Why does this misrepresentation occur so often? What is this Hollywood phenomenon of altering and misrepresenting the ethnic backgrounds of BIPoC characters? There are a multitude of reasons and excuses for race changing from the original work to its on-screen adaptations — all of which are deeply rooted in white supremacy. In fact, there’s even a word for it — racebending.
The term was coined in response to the heavily critiqued M. Night Shyamalan film “The Last Airbender.” The film is an adaptation of the animated Nickelodeon series that took direct inspiration from Asian and Indigenous cultures — yet the primary characters of the live-action movie are played by white actors.
The term racebending was a reference to the show’s concept of manipulating natural elements, similar to how films and shows “bend” the ethnicities of characters from their original source material. It now refers to instances where adapted media changes a character’s ethnic background from the original work.
On-screen characters like Jacob Black fall under a certain category of racebending called whitewashing, which occurs when white actors portray people of color so as to cater to a white audience. Whitewashing is rooted in racism and discrimination, tracing back to the usage of blackface, brownface, and yellowface to paint harmful caricatures of non-white people, as was performed in the past when white people played non-white characters as a form of insult to mock marginalized peoples in the United States. Nowadays, the damage of whitewashing is a bit more subtle.
Many Hollywood executives want to tell non-white stories and explore other cultures, but they often do so without utilizing the lens of the original storytellers. These filmmakers do not see the point in casting BIPoC actors, because they do not want to cater to BIPoC audiences. This is a shame, especially considering they gain nothing from only hiring white actors.
Whitewashing essentially holds the same values as blackface, brownface, and yellowface: to preserve white supremacy and misrepresent BIPoC cultures. You see it in the Indigenous misrepresentation of “Twilight:” the rich and very-much-white vampire family is elegant, and the shape-shifting wolf pack is “uncivilized.” Sound familiar?
Recently, we’ve seen action to push racebending in the other direction — white characters are now being adapted on-screen to be characters of color. Some directors wish to add more depth to the original work’s storyline or represent marginalized communities in otherwise majority-white productions.

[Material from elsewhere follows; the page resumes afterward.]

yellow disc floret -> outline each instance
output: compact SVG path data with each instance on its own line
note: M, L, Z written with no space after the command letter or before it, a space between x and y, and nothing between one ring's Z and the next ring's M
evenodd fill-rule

The upcoming “The Little Mermaid” live-action adaptation will star Halle Bailey as Ariel, the main character of this classic Disney film. Although whitewashing has received a fair amount of criticism throughout the years, Bailey’s casting sparked a heated debate on social media platforms. Many people questioned — and still do question — the decision to cast a Black actress for an originally white role, and cite it as an attempt to win public favor via forced diversity.
While this may be true in some regard, the character of Ariel was not rooted in her whiteness. Her storyline surrounded her qualms with being a mermaid and her desire to be human. In films where characters are whitewashed, however, they almost always take the cultural roots of characters away from them.
When a non-white actor plays an originally white character, there are rarely any cultural ties lost. In fact, further character depth is added when conversations about race take place in otherwise predominantly white media. The Netflix series “Shadow and Bone” had a white protagonist in the original book series but was changed to portray a half-Shu main character (a fictional ethnic identity adjacent to East Asian cultures) to add depth to her alienated upbringing. While the discussions of race in on-screen media are often clumsy, the creation of opportunities for actors of color takes the right step toward furthering representation in popular culture.
There is a lot of criticism regarding the racebending of characters, and some of it is justified. Why do we need to change the ethnicity of an originally white character, when we could create more robust original media starring non-white characters? Does forcing on-screen diversity actually mitigate a lack of BIPoC representation in film or does it force these actors into a box where they can only play roles that are attached to their ethnic identity?
The answer is not entirely clear. In my opinion, if Taylor Lautner was allowed to play a major Quileute character in “Twilight,” then racebending the other direction is completely fair game.